Howarth spent a year developing a curriculum for the School of Life, which centres on five areas: work, love, politics, family and play. She's canvassed psychotherapists to see what recurring modern anxieties might be addressed, corralled famous friends such as the philosopher/writer Alain de Botton (who's teaching a six-week course on love, along with a former priest) and artist Martin Parr (who's leading a photography tour of Britain). There will be psychotherapists on call for one-time sessions, because, Howarth believes, many people benefit most from their first experience of therapy, “so why not offer a bespoke session?”
The devil is supposed to make an appearance at the school's launch today – in the person of a seven-foot-tall performance artist. Otherwise, spiritual content is largely restricted to the secular sermons on Sunday – “not ironic,” says Howarth, “but not too moralistic either.” A team of bibliotherapists is on hand to provide “prescriptions” (reading lists, in other words) suited to individual tastes.
Howarth, a quick-talking redhead who used to run the public-education programs at the Tate Modern gallery, says the goal of her school is to help people live “happier and wiser lives.” In other words, it fulfills the function that family, church and friends would have in previous generations.

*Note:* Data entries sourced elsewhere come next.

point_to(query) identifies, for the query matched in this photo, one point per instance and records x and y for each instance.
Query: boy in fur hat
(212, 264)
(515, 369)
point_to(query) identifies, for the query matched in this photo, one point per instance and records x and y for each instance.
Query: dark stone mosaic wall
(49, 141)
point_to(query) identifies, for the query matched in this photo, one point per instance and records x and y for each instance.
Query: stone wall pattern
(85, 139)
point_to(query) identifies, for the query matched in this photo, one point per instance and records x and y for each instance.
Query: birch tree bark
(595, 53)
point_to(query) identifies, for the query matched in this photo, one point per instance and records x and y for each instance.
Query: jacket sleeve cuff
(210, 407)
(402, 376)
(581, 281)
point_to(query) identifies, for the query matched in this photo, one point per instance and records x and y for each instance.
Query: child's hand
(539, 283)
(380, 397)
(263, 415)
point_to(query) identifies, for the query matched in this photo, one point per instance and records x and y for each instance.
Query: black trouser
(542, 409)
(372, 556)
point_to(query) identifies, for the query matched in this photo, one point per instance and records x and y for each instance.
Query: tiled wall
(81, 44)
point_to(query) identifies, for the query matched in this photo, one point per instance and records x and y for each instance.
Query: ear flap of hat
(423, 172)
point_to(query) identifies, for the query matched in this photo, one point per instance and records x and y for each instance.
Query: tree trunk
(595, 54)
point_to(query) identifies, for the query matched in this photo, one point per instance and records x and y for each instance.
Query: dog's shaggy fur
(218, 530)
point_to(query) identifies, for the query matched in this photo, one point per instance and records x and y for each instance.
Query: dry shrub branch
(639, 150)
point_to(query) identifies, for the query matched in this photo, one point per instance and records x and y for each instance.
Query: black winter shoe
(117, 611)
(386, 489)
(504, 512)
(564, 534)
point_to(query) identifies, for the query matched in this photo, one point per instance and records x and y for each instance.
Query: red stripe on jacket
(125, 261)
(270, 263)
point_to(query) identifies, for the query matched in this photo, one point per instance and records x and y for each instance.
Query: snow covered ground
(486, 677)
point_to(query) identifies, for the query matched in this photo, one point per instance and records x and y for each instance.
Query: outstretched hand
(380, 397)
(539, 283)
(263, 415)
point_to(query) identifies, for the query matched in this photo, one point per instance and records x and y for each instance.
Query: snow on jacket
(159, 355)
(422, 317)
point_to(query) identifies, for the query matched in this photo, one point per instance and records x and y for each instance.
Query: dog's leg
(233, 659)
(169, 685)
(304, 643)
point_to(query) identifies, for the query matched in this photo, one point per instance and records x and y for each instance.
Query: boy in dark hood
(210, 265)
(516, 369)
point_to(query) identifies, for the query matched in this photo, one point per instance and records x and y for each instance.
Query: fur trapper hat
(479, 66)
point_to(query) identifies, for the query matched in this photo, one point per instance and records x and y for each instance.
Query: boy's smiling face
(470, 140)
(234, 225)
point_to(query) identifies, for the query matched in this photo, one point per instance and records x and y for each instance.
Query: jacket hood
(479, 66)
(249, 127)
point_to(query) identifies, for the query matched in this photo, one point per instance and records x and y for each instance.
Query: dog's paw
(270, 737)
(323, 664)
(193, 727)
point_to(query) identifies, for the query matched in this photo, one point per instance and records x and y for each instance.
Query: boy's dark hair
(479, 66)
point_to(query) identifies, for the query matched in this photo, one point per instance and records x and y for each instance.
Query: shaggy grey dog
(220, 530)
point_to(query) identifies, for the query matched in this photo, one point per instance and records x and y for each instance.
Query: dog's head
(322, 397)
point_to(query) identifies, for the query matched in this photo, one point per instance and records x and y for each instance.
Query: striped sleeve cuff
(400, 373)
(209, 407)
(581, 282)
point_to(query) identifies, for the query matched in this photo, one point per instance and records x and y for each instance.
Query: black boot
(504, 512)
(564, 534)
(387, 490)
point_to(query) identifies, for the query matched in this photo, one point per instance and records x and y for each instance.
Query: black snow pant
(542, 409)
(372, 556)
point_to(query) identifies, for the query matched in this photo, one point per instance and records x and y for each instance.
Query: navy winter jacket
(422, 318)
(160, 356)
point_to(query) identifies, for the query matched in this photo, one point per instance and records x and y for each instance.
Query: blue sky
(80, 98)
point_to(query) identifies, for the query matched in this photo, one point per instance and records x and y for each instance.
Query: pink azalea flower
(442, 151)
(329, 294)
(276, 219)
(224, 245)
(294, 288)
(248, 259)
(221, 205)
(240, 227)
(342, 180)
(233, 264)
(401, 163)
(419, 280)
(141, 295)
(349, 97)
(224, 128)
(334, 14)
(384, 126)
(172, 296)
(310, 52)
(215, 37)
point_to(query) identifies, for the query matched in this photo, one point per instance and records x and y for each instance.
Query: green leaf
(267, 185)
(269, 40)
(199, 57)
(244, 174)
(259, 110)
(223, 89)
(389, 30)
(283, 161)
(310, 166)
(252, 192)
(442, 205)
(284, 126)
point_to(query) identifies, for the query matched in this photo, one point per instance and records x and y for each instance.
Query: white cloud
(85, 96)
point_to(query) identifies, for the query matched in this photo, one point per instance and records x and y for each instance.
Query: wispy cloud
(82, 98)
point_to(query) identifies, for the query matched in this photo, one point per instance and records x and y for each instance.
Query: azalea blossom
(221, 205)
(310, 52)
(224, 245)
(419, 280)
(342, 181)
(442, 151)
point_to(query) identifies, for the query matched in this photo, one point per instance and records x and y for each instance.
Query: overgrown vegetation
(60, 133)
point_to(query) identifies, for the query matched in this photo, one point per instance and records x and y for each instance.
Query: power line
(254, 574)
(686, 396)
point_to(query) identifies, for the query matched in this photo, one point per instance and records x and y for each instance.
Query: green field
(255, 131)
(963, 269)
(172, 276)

We're relentless little self-improvers, aren't we – although we're perhaps not so different from the Victorians with their mania for moral uplift through education. In London these days, you can learn to ride a horse and sail a boat, or enroll your preschooler in etiquette lessons taught by a genuine gentleman's valet. You can hear a lecture on the history of cider-making in the 17th century or the evolution of the armchair. You can learn to butcher a pig, roast it with an apple, and carve it properly at table. You can even, apparently, learn to love.
Classes at the School of Life will take place in a groovy underground den, its walls painted with a mural by artist Charlotte Mann, and chaise longues in place of rickety desks. I ask Howarth if she's worried that her school will be perceived as merely an upscale Learning Annex.
She says, “What's the Learning Annex?”